There is some positive news, too, however. A majority (56%) of people who commented or reacted to fake news were actually denying the news. Once more, this is highly dependent on who diffuses it and what places it reaches. Russian foreign minister Sergey Lavrov has 94 per cent of his followers who defend his claims. Elsewhere, fake news would encounter far more resistance.

As aforementioned, demographics are key elements in understanding how and why fake news moves across our networks. A very paradoxical finding was that men are more engaged in both disproving and spreading fake news. 56 % of diffusers of fake news are male, and 67 % of deniers are male. The age group most active in diffusing and denying fake news is the 25 to 34-year-old demographic.

We haven’t mentioned influencers yet, and the power people have inside the network. By conducting a detailed social network analysis (NSA), the research found a structured relationship between the different and most popular fake news stories. Individuals are represented as nodes, and we visualise the connections of social media platforms like Twitter by connecting these nodes. You start seeing communities by seeing all the relationships between people on social media. These are places where nodes (users) have a larger amount of connections between each other. The more connections, the stronger the community (see visual). People whose node is very central in the community could be considered influencers as they hold a key position in how information travels.

The study showed that a very strong community existed around health-related issues and the topic of vaccines in particular. This results in a very fast diffusion of information. The topic of war has a much larger and weaker community with a lower density of connections between people. This means it can be disproved faster whilst more fake news circulates across a broader spectrum.
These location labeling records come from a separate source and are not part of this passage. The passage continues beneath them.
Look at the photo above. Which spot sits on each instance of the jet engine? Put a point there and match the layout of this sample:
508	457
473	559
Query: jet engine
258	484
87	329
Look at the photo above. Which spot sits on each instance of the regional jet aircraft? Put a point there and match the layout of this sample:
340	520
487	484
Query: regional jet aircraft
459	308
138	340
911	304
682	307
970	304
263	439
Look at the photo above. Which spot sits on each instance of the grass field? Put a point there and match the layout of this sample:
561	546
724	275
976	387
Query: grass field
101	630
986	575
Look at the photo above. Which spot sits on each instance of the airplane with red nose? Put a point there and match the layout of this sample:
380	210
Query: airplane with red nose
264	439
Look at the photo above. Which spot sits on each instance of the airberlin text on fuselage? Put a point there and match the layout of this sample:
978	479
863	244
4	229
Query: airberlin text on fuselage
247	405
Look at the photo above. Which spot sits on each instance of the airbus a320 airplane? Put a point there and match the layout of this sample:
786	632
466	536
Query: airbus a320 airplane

If we take a step back, however, we see that all of the fake news stories selected are heavily connected regardless of the topic. People who are receptive to getting fake news about one topic are more likely to also receive other fake news items. Fake news communities do form around certain topics, but there exists a significant overlap between fake vaccination news, war fake news, refugee fake news and many others. 

This research gives us numbers to try and understand the behavioural patterns of fake news on the internet. How they spread, how they die, and who is responsible along the way. The nature of social media means that as a bystander or opponent, you can still help popularise fake news even without sharing it. One positive conclusion is that once fake news is disproven, it rapidly declines in popularity. This means it can be combatted effectively. However, it also shows that people who are receptive to fake news in one area are likely to be affected by other fake news too. We must shorten the time it takes to deny and shut down fake news. After all, it is a minority that creates this news, but it is the structure of social media such as Twitter which provide it with fertile ground for circulation. If you react in favour or against the fake news item, you are still helping it diffuse by dispersing it throughout your network. If we must draw some conclusions, we must be careful and responsible in our online space. Fake news and the way it spreads across the internet to infect many people’s minds is no mystery. Research like this helps us think about solutions to fake news and its divisive and destructive wake.